What makes the story unusual is that it was war time, and the school was in an internment camp for German deportees who had been rounded up and shipped from Britain to Canada in the summer of 1940. We were in fact refugees from Nazi Germany, but the Canadian government had not been told that -- a muddle that was only sorted out some months later.

Voices in the Woods

Our first internment camp was near Fredericton, New Brunswick, although we didn't know it. It seemed to us to be in the middle of limitless forest. We had settled down to pretty dull routines of roll calls, clean-up duties, meals, and work which consisted mainly of making camouflage nets and felling trees.

Time without end began to stretch forward during that hot Canadian summer. The year was 1940, but since we were not allowed to receive news, even by late fall we still had not heard of the Royal Air Force victory in the Battle of Britain. Our attention was turned to our own concerns.

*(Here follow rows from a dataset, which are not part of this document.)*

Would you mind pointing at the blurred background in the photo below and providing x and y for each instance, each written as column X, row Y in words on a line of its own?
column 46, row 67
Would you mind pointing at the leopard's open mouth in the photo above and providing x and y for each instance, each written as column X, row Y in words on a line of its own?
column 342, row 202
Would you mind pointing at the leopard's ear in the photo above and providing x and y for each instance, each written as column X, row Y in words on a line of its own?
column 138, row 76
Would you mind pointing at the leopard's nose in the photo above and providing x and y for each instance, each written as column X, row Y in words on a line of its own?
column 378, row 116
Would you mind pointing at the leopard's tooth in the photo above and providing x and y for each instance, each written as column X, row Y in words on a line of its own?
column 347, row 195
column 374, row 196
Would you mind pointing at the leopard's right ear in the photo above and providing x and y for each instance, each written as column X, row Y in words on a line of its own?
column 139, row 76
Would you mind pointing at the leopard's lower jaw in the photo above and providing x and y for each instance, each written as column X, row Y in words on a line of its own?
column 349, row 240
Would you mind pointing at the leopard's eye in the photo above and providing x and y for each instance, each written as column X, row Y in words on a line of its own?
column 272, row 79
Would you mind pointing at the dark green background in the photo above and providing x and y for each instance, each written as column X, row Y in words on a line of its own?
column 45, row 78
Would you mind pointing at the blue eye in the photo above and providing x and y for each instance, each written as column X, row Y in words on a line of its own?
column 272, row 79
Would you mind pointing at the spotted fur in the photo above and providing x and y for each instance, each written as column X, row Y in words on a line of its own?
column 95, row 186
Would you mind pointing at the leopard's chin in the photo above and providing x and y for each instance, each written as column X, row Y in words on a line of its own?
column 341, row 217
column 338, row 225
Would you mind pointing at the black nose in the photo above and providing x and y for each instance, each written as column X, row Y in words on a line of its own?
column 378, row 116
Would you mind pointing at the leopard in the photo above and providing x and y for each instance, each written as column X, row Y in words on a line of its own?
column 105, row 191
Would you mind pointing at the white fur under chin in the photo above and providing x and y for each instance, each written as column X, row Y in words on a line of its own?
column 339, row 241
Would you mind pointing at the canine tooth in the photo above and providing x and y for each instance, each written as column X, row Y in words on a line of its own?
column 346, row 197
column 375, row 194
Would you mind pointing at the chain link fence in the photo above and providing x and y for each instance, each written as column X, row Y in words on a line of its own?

There were several university-educated men who organized lectures on varied topics at the camp, but although I heard the voices, I missed the music because the material was out of context and too advanced for me. By summer's end, a number of us were moved to another unknown place (that we later learned was near Farnham, not far from Montreal). We were still lost in the woods, but soon we were going to experience life in Brigadoon.

In the Farnham camp, the idea of completing high school first surfaced when a school was formed, with Charles Cahn, DipPsych'51 (later professor of psychiatry at McGill and Director of the Douglas Hospital) as secretary. William Heckscher, a budding academic (later professor of fine art at Duke University and recipient of an honorary McGill degree), became headmaster in November. And there were good, non-professional, volunteer teachers to instruct us volunteer pupils.

At first, classes were given in the crowded mess hut. There was little time to study because we had to work during the day, followed by dinner and early "lights out." There were no textbooks, pencils, notepaper or anything else. But most importantly, we still had no curriculum that would be recognized for university admission.

All this changed as Heckscher won the confidence and support of the camp commandant, Major Eric Kippen, who had been confined as a POW in Germany in the First World War. A McGill graduate, and a Montreal stockbroker between the wars, he soon understood who we were. Kippen was very sympathetic to the needs of the camp school as he had two sons in school in Montreal. He assigned a special hut where we could have classes and study after hours without distraction, and instituted regular physical training periods for us. In addition, he began to keep track of our individual progress to make sure we were keeping up.